The Law of Conservation of Attractive profits states that
When a product starts to become a commodity, a decommoditization process is often triggered somewhere else in the value chain. Managers might therefore be able to predict which activities will generate the most attractive profits in the future.
You might be thinking, How this is related to Journalism?.
Let me explain.
The first newspapers were designed to popularise sensational content for the public. This produced a commodity which slowly emerged to be one of the biggest industries in the years that followed. Competitors fought between each other to bring the best quality content to gain trust from the subscribers. The birth of Journalism Industry began right there. Journalism grew to shape the first profitable media industry in the world producing billionaires like Michael Bloomberg and David Thomson. With the newfound soaring profits, Journalism went out to question the world’s very architecture with a sense of independence.
With the inception of Internet, Aggregators liked Google merged content from different news providers at the same time producing the best user experience by conserving the attractive profits (i.e not caring about the sources).
Let me break down this business model adopted by the Aggregators by adding some Ben Thompson flavor.

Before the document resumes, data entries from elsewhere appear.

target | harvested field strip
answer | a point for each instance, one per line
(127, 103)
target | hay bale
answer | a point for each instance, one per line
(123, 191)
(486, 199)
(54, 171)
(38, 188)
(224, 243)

According to this model, content published by news agencies are shown in the aggregator’s platform (say Google News). The aggregator in turn develops trust of the users, produces footfall and eventually revenue out of the content provided by news agencies.
This is proven to be a very successful model adopted by almost all leading tech giants from Facebook to Netflix. But in their own respective niche markets this seems to be an acceptable approach because the aggregators either remunerate the content creators or just provide them with the dopamine punch they were looking for….
For us consumers this is great! Now we get news content from different sources under the same platform that too free off cost. What we are not seeing in this frame is how news agencies are trying to cope up with this situation. Not only are they losing their trusted subscribers which they gained with years of quality journalism but most importantly a huge margin of their profit by selling ads (which they once controlled independently) is taken away by these aggregators. Eventually forcing news and media companies to resort to secondary sources for income which can question the ethics of the industry.
The Australian Government recently amended a law that forced aggregators like Facebook and Google to pay for the news they are displaying on their platforms from independent news agencies. Google replied by saying that proposed laws would result in “dramatically worse Google Search and YouTube,” put free services at risk and could lead to users’ data “being handed over to big news businesses.” . Facebook indicated that they rather block Australian news altogether than pay for that feed. Read more here.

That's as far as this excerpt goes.